The lives of objects

The biography of objects was the subject of an autumn conference at the Oxford Centre for Life Writing at Wolfson College.

From the many presenters I sought out just two, Neil MacGregor and Edmund De Waal.

MacGregor spoke of how ordinary things can become extraordinary over the course of our lives, and about the powerful symbolism of objects. He talked of nations becoming defined by objects not people. He spun a tale of the Cyrus Cylinder from Babylon in the 6th century BC charting its passage through time and space. This clay object was possibly the first written charter for the governance of an ancient multicultural state. Fought over during the wars of the ancient Persian Empire, a cornerstone of the Shah of Iran’s Monarchy in the 1960s, it was charged, then found guilty and written out of history as a pre-Islamic object of faith by the new Islamic Republic in 1979, only to be revived and appropriated by both sides in the Iran/Iraq war of the 1980s. More recently, it was appropriated as a symbol of western values by President Bush on a flying visit to the USA.
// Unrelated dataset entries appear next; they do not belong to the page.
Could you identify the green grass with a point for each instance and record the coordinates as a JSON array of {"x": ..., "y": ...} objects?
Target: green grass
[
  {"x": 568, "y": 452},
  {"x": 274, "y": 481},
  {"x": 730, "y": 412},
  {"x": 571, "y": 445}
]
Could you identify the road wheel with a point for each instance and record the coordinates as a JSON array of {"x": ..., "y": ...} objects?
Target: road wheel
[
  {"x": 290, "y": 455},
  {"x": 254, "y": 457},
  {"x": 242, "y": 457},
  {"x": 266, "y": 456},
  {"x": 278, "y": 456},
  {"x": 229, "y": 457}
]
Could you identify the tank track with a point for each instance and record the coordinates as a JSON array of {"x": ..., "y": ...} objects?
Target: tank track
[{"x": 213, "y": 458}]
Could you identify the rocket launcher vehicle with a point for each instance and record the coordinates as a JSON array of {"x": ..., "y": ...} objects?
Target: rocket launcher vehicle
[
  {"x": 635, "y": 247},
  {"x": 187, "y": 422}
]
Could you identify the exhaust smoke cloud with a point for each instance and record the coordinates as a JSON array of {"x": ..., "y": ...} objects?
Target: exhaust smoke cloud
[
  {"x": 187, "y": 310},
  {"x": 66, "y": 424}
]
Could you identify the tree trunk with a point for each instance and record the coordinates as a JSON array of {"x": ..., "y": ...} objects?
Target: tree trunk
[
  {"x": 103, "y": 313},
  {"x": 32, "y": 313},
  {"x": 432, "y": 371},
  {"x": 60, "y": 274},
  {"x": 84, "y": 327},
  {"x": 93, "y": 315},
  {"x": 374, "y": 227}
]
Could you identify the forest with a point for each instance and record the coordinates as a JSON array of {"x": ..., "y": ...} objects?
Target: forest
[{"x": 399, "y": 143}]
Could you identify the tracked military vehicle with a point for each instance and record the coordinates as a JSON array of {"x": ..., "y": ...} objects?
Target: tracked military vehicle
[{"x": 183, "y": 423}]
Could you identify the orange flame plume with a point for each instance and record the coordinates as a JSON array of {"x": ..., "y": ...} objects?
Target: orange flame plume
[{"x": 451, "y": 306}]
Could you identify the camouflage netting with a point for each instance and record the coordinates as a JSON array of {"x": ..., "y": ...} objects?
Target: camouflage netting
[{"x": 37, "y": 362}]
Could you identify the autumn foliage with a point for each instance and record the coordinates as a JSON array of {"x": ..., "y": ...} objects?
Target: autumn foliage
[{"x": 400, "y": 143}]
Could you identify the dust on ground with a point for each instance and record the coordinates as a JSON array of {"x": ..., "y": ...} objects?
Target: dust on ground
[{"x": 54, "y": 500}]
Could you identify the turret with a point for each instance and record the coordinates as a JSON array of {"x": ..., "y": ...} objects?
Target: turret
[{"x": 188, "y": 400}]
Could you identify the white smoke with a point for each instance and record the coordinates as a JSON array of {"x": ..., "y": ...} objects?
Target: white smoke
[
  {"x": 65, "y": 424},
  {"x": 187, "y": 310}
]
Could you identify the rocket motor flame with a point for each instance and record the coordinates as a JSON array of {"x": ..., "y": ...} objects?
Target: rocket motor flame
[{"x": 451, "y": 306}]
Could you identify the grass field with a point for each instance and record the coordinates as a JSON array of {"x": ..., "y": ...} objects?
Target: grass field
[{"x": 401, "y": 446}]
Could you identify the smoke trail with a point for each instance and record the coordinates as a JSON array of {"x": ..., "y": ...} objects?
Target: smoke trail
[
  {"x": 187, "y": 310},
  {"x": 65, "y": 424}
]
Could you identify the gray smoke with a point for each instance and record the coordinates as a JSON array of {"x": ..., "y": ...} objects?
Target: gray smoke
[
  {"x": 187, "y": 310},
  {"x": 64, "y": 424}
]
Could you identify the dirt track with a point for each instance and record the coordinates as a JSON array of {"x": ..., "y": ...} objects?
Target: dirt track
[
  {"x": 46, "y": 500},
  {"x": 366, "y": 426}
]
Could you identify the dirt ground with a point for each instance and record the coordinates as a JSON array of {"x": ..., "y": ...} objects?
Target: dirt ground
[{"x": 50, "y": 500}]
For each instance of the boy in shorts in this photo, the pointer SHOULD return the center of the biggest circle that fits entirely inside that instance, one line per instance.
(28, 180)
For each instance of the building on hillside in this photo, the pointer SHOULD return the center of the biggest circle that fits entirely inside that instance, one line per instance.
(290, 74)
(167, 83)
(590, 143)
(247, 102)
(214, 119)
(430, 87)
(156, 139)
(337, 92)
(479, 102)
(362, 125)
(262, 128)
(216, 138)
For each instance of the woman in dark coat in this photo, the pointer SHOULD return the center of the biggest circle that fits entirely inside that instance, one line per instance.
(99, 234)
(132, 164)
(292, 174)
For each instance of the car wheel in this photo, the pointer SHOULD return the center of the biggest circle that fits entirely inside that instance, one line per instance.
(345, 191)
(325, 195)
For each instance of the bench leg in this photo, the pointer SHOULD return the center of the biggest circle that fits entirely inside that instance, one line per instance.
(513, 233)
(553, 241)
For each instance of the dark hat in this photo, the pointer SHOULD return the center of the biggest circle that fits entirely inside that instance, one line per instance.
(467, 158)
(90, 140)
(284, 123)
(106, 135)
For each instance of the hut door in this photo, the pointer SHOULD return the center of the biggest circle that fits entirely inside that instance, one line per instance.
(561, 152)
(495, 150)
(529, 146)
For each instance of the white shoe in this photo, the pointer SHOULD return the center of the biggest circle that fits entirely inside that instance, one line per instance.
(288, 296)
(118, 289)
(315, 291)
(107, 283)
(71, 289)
He spoke also of a Kestor sculpture made only of reconstituted armaments of several makes, all of European provenance and all used in the Mozambique Civil War,1977-1992.The arms have been re-shaped into a throne. It had been used at a 9/11 commemoration in New York, sent to Northern Ireland on Good Friday and now Mozambique want it to come back to their country as part of their post-war truth and reconciliation process.

De Waal moved us on to gentler but still noble pursuits. And rather like throwing his delicately crafted pots in his studio, he threw his audience a selection of perfectly formed thoughts and observations on making:

“Believe in not touching objects with hands but with eyes and smell”; ” the Chinese world of pottery is all about austerity and concision”; “breathing in and breathing out and in between the making.”

To conclude, De Waal picked up a plain white shard. It was Tang Dynasty Porcelain, rejected by its makers one hot humid afternoon in China long ago. “You cannot recall what you make, me keeping this is a synapse, from me to them, passed across a thousand years.”